Lasry’s Avenue Raising $500 Million in Two New Funds
The New York-based distressed investing firm is launching two new direct-lending funds, one of which will target Europe.
Marc Lasry’s New York-based, distressed-focused hedge fund firm, Avenue Capital Group, recently raised $500 million for two new funds.
Avenue Europe Private Opportunities Fund, L.P. and Avenue Europe Private Opportunities Co-Investment Fund, L.P. , which recently closed their offerings, are focused on a combination of direct lending and private equity deals in Europe. The $500 million that Lasry recently raised for the new funds is especially impressive in this environment. Since the 2008 market selloff, large fund raisings among hedge fund managers have been almost non-existent. In July 2012, Avenue’s Avenue Europe Special Situations Fund II closed on $2.78 billion.
Lasry’s new funds also underscore his confidence in the turnaround of the economies in Europe. The Avenue Europe Strategy is led by Senior Portfolio Manager Richard Furst, who is also Chief Investment Officer of Avenue Capital Group.
Lasry launched his New York firm in 1995 with his lawyer sister Sonia Gardner, specializing in distressed and bankrupt securities Avenue is among a handful of firms with this strategy to somewhat blur the line between hedge funds and private equity, offering several longer-lock-up funds.
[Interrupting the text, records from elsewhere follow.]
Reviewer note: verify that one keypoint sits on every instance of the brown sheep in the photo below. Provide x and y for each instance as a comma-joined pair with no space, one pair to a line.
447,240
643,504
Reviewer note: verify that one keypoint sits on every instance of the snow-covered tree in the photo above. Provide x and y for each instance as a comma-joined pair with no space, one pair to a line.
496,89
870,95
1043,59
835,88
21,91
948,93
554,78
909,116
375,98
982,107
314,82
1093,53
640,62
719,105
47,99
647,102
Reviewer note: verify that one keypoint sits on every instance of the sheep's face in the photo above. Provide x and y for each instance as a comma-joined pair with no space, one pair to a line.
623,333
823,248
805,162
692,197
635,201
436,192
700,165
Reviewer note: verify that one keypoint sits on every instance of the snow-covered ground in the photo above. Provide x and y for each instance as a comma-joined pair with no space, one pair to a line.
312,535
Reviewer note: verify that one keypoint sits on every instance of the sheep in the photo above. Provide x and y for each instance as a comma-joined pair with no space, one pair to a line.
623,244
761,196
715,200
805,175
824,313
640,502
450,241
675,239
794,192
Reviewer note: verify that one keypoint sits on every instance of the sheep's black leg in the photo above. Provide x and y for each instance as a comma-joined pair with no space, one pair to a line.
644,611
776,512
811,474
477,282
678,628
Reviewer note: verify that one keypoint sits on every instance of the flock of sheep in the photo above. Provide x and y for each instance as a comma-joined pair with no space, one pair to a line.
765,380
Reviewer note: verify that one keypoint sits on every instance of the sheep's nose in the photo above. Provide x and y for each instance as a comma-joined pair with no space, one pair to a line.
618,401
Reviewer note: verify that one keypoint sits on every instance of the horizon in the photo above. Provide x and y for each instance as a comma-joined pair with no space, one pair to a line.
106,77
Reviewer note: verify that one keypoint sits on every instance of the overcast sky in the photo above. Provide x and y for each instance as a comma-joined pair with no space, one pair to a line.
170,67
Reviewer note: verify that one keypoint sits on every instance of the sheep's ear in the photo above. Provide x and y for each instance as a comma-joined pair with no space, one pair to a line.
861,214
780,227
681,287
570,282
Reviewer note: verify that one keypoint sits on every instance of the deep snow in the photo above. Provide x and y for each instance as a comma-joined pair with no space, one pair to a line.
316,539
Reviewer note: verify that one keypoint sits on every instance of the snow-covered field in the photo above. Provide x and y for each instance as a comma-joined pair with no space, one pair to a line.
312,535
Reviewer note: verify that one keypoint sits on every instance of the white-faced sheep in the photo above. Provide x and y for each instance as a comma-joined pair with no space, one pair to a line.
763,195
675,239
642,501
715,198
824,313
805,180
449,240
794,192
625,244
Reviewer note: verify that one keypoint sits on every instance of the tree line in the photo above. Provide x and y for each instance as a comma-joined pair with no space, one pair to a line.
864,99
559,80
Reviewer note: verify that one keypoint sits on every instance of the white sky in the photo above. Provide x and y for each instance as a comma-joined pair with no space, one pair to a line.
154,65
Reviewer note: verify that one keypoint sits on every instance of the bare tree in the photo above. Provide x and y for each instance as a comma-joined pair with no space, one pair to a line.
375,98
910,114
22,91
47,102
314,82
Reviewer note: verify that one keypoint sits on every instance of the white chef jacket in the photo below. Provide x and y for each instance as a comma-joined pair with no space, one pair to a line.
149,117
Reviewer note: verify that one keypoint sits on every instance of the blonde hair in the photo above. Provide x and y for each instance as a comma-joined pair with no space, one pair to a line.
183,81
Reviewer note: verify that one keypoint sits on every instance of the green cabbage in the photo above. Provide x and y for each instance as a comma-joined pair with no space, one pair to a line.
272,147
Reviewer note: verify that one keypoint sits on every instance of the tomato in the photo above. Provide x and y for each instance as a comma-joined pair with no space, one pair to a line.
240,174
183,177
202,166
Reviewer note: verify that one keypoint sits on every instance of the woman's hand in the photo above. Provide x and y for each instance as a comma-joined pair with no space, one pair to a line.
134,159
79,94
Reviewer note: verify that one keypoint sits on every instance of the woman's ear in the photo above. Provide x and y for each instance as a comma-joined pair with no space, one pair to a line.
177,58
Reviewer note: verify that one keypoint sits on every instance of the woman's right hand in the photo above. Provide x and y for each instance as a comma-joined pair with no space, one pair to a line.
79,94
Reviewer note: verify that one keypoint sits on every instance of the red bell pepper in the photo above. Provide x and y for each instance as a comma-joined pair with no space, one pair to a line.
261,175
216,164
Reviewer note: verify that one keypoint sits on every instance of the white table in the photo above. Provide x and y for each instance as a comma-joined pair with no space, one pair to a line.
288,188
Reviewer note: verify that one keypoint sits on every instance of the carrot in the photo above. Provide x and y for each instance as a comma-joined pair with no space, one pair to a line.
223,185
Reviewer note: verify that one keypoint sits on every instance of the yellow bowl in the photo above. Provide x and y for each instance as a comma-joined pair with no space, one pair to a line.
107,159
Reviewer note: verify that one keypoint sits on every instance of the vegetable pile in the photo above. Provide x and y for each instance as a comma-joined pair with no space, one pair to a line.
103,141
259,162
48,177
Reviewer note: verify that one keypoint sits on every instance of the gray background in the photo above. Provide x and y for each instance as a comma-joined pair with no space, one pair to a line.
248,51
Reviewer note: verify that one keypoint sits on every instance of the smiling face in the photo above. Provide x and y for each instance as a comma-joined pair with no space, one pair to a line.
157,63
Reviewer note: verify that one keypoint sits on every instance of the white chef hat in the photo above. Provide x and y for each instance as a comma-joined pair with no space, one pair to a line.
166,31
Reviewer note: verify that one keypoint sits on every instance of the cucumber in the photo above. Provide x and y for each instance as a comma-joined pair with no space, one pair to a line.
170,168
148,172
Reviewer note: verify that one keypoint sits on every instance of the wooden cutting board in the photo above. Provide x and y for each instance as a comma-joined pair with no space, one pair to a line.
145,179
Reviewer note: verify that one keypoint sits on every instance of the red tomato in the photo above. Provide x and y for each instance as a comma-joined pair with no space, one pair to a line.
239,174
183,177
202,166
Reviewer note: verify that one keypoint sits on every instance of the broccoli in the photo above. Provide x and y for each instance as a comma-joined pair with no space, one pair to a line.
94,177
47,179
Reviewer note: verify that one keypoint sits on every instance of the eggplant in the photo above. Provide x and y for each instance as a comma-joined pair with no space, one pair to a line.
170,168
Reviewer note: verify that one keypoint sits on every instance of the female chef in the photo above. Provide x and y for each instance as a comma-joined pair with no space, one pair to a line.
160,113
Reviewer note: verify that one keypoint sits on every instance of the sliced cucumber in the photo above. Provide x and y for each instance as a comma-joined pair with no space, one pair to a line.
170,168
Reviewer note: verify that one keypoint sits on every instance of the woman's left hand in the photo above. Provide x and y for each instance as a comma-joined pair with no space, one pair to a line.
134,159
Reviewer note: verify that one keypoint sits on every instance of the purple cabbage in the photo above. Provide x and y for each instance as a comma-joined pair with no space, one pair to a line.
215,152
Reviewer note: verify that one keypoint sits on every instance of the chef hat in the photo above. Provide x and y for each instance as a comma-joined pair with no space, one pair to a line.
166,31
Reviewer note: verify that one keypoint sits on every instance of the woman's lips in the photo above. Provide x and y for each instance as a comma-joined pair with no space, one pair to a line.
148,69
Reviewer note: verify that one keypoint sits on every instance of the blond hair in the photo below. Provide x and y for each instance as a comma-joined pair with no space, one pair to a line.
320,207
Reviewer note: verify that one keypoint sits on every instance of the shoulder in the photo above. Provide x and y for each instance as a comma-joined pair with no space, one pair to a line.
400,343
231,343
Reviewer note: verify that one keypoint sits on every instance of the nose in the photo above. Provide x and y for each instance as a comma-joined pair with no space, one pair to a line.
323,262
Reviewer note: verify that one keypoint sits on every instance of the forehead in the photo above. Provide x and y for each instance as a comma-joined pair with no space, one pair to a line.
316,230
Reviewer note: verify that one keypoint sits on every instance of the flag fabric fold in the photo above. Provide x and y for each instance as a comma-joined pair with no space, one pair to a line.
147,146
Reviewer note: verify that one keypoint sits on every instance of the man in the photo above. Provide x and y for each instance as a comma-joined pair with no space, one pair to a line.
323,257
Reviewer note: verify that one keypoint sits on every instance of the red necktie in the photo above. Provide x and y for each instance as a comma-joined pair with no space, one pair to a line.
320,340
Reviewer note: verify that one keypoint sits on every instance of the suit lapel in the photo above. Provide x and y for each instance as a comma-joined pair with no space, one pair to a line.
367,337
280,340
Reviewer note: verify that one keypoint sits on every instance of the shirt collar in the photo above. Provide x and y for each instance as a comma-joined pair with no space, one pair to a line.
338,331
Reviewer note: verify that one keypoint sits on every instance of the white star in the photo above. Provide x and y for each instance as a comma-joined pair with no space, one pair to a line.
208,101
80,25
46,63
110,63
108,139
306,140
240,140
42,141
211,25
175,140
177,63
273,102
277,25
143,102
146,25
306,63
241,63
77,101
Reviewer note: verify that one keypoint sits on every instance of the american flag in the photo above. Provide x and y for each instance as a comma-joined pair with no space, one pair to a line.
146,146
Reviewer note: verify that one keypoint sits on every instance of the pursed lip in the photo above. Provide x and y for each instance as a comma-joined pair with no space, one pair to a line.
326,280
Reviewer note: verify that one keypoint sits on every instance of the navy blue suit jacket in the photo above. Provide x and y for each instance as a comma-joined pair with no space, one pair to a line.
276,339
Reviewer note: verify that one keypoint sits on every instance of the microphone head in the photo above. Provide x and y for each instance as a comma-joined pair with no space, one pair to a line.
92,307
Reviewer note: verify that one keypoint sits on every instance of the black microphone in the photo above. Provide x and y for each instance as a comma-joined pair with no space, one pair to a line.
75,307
The firm had approximately $12.4 billion of assets under management as of June 6, 2013.
At the end of March, when Avenue managed $11.5 billion, about $5.1 billion was invested in its U.S. strategy, which invests in companies in financial distress, bankruptcy, undergoing a reorganization or liquidation or that are undervalued due to some sort of extraordinary event. Another $3.7 billion was similarly invested in Europe. Last year, Avenue International was up 10 percent, while Avenue Investments was up 15 percent.
Earlier this year President Barack Obama tapped the Moroccan-born Lasry to be the ambassador to France. However, Lasry — who was very excited to be moving to Paris and had hoped to be joined by his college-age children studying abroad — subsequently removed his name from consideration. According to reports, one sticking point was how Lasry would be able to be disengaged from Avenue but not be forced to sell his stake in the firm.